A federal judge last week unsealed the search warrant and property receipt from the FBI search of former President Donald Trump’s Mar-a-Lago resort in Palm Beach, Florida.

The search, documents show, was an evidence-gathering step in a national security investigation about the mishandling of classified documents. Trump owns the sprawling estate, and it is his primary residence as well as a members-only club and resort.

The FBI recovered 11 sets of classified documents from its search, including some materials marked as “top secret/SCI” — one of the highest levels of classification, according to documents from the search warrant that were released.

Here are some key things we learned from the unsealed documents:

Crimes identified in the warrant: The search warrant identifies three federal crimes that the Justice Department is looking at as part of its investigation: violations of the Espionage Act, obstruction of justice and criminal handling of government records.

The inclusion of the crimes indicates the Justice Department has probable cause to investigate those offenses as it was gathering evidence in the search, but no one has been charged.

The receipt for property that was seized during the execution of a search warrant by the FBI at former President Donald Trump's Mar-a-Lago estate in Palm Beach, Florida.
The receipt for property that was seized during the execution of a search warrant by the FBI at former President Donald Trump’s Mar-a-Lago estate in Palm Beach, Florida. (Jon Elswick/AP)

What the FBI recovered: One of the newly unsealed documents is a search warrant “receipt” listing the items that the FBI collected from Mar-a-Lago.
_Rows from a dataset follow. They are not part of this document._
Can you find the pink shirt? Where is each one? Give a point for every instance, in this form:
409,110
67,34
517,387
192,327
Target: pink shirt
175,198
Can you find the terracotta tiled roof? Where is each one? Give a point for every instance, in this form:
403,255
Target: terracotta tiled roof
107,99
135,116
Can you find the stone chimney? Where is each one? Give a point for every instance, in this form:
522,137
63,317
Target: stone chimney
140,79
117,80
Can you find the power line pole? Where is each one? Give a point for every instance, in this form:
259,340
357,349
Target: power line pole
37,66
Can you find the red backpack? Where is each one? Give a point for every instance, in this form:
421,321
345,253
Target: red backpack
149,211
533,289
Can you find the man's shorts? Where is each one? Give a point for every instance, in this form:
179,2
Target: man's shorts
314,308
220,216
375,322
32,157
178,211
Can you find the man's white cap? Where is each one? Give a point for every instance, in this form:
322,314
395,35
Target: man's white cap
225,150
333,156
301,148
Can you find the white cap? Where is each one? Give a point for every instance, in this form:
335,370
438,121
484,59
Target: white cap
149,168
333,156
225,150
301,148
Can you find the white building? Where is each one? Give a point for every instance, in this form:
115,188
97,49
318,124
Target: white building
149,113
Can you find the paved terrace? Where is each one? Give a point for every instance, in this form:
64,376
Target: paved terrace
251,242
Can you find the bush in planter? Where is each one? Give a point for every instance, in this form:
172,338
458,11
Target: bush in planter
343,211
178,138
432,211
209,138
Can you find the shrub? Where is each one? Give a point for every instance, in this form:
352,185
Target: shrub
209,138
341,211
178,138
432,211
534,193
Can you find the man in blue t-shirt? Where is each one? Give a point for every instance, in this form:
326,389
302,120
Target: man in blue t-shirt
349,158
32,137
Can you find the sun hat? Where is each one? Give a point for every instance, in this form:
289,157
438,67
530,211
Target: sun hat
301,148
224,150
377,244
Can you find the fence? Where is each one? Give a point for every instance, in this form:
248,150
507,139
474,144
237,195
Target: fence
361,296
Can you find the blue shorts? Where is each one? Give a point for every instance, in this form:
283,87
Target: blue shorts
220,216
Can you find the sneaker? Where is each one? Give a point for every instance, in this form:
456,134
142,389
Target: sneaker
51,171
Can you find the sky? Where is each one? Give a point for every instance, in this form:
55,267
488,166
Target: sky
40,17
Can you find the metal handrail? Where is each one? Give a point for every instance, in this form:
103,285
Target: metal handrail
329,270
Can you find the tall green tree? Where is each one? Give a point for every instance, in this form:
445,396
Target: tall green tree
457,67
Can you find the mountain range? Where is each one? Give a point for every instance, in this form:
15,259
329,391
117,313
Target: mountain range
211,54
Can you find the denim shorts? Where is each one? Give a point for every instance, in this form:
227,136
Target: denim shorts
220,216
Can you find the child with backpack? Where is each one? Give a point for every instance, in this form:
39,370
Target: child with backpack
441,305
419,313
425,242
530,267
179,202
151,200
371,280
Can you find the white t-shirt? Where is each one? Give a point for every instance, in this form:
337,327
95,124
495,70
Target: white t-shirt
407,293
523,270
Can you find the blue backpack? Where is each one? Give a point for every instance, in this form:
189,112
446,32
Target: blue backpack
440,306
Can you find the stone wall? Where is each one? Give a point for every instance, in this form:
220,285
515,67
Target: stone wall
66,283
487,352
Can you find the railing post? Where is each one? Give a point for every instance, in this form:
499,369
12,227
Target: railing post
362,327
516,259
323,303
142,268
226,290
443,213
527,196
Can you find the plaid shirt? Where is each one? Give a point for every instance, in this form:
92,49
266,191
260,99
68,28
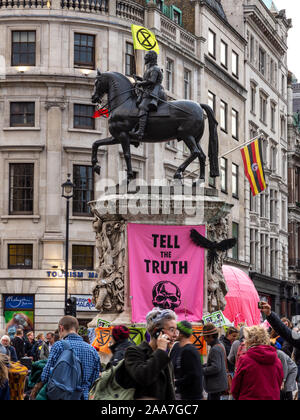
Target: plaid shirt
88,356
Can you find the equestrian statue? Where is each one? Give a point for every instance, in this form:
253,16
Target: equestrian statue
140,113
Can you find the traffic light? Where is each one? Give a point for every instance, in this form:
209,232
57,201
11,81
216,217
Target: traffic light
71,307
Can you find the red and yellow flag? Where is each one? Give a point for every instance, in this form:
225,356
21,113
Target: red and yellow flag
254,169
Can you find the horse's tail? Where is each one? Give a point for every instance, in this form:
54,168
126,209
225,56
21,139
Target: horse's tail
213,147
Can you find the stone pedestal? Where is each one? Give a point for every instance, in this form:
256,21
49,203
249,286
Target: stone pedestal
168,205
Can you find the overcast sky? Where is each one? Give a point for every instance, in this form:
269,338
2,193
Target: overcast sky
292,8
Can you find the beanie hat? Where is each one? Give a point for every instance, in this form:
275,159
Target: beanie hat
185,328
120,332
209,329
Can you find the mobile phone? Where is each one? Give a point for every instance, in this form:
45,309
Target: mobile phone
157,333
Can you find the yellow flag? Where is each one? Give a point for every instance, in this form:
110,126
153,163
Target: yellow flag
143,39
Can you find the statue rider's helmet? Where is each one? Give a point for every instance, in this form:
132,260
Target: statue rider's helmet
151,57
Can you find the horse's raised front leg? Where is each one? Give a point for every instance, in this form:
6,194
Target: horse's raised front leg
125,142
109,141
195,153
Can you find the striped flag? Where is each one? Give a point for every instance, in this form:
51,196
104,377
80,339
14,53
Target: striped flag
254,169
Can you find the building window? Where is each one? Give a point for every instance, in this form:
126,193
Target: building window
235,64
282,85
22,114
273,206
23,48
83,179
212,43
170,75
262,61
263,109
253,98
274,257
235,234
187,84
223,116
83,257
253,248
212,101
235,124
83,117
273,116
251,49
224,175
130,68
20,256
177,15
84,51
282,128
224,54
21,177
235,180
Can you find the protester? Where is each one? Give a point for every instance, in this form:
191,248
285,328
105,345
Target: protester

That document reveals FBI agents removed more than 20 boxes from Trump’s resort and residence in Palm Beach, as well as binders of photos, sets of classified government materials and at least one handwritten note.

According to the search warrant receipt, federal agents seized:

  • 1 set of “top secret/SCI” documents
  • 4 sets of “top secret” documents
  • 3 sets of “secret” documents
  • 3 sets of “confidential” documents.

Areas authorized for search: The court documents also offer new details about the search itself and revealed that FBI agents were only allowed access to specific locations within Mar-a-Lago as they combed Trump’s resort residence for potential evidence of crimes.

The judge authorized the FBI to search what the bureau called the “45 Office,” as well as “all other rooms or areas” at Mar-a-Lago that were available to Trump and his staff for storing boxes and documents. The FBI’s warrant application to the judge specifically said that federal agents would avoid areas being rented or used by third parties, “such as Mar-a-Lago members” and “private guest suites.”